Perhaps because of the furor created by Lyubimov's dismissal, Efros apparently declined to take over until the sacked director was formally expelled from the Communist Party last week.
On Tuesday, the newcomer then held a sour two-hour meeting with almost all the Taganka's 90 actors.
Theater sources told Radio Denmark correspondent Samuel Rachlin that several actors voiced evident unwillingness to work with Efros. The session concluded with what was described as a ''very ironic'' speech by actor Venyamin Smekhov, who mocked Efros for taking over without Lyubimov's permission and failing to discuss the move with the company.
The theater acrimony will do nothing to ease Efros's task. It will take him several years to build his own repertoire at the theater, which will have to rely on productions inspired almost entirely by an exiled Lyubimov.
If Soviet authorities take matters to the brink, the theater could close - not by order of Moscow censors, but by stripping Lyubimov of his Soviet citizenship. This would make it impossible for the Taganka to perform the works of an outlaw.

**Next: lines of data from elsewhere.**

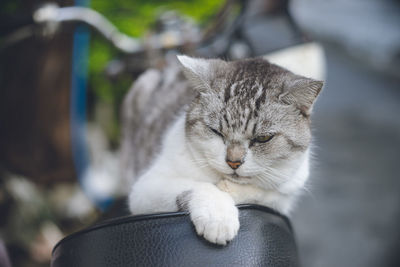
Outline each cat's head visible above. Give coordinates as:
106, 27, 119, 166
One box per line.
178, 56, 322, 187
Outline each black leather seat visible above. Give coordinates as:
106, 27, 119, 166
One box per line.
51, 205, 299, 267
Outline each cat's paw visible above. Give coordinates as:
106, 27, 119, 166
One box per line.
190, 193, 239, 245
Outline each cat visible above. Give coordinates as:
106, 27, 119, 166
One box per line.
122, 55, 323, 245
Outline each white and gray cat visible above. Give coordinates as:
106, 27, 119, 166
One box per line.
122, 56, 322, 244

Few intellectuals expect even hard-line censors to take such a step. But they also have little doubt that ''the Taganka as we knew it is dead. It is very sad.''
One Taganka actress is said to have told Efros when he met the troupe: ''This is not a day of celebration, this is a funeral for our theater.''
The furor over Lyubimov's dismissal reveals some very Soviet traits. The first is the whimsical and powerful nature of censorship, which allows independence to flourish for a while in some places - within limits - while similar art by another man or woman is suppressed.
The second is the tremendous attachment of Soviet, particularly Russian, theater groups to a leader, who frequently lends his or her name to the troupe and for whom the band is a vehicle for glory as well as creativity. While few would deny Lyubimov's great contribution to Soviet theater, there is undoubtedly an element of this emotional attachment in the anger at Efros's appointment.

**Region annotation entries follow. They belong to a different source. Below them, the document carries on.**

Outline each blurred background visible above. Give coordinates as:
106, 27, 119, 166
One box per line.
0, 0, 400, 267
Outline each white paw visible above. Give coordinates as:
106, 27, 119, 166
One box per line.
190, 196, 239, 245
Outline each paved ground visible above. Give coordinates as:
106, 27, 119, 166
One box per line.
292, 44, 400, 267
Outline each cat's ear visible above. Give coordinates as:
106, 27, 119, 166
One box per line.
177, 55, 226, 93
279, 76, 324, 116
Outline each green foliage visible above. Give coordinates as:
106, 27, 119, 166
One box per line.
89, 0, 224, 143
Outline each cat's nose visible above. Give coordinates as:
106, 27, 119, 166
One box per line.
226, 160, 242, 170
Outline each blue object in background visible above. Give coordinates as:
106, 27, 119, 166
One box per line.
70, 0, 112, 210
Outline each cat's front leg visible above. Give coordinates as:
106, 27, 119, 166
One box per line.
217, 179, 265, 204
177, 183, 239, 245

All this will make life more difficult for the new leader of the Taganka. Some have even speculated that Efros, who has had tussles with censors in the past, has been deliberately handed an impossible task so that authorities can stifle his career, too.
Meanwhile, in the north of Moscow, away from the hubbub of intellectual indignation, authorities have taken another step to smother a dissenting voice.

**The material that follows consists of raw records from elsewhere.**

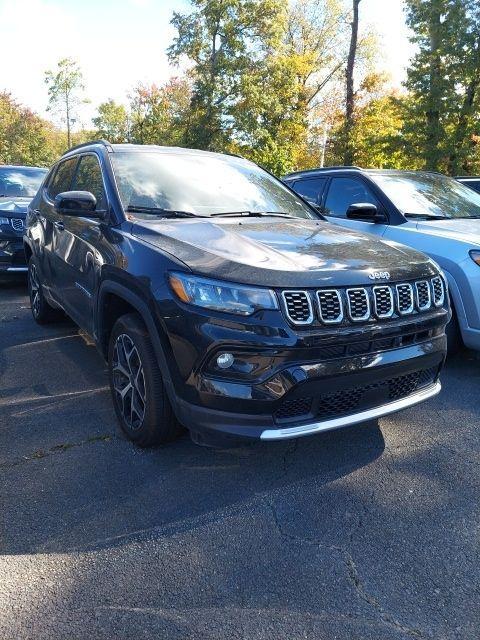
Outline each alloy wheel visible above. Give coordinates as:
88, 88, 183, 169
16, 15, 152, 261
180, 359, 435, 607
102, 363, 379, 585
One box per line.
112, 333, 146, 430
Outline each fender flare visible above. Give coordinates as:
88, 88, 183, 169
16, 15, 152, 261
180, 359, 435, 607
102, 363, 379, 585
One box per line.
95, 280, 177, 407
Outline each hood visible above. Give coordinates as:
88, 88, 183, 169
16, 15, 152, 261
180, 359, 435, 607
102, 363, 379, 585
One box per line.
132, 218, 436, 287
417, 218, 480, 246
0, 196, 32, 218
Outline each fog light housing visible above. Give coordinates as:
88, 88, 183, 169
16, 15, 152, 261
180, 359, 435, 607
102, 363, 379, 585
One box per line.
217, 353, 235, 369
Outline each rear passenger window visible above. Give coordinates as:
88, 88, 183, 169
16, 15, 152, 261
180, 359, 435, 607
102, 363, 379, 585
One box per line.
293, 178, 326, 204
48, 158, 77, 200
325, 178, 381, 218
74, 155, 107, 210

Roy Medvedev, the Marxist historian whose views have troubled Communist authorities as long as Lyubimov's, had had at least two police guards posted at his front door for almost a month, barring entry to foreigners.
Mr. Medvedev, who frequently met with Western correspondents, has continued to do so. In the process, he runs a gamut of guards and tails who track his movements. He says he can think of no reason for the police guard.
Western journalists themselves note that he saw some two dozen foreign correspondents around the time of Chernenko's succession. Comments he had printed in Western newspapers made plain that he thought little of the Kremlin's new leader. No one can say it with certainty yet, but the cases of Lyubimov and Medvedev suggest Chernenko is going to make life no easier for those who deviate from Soviet norms.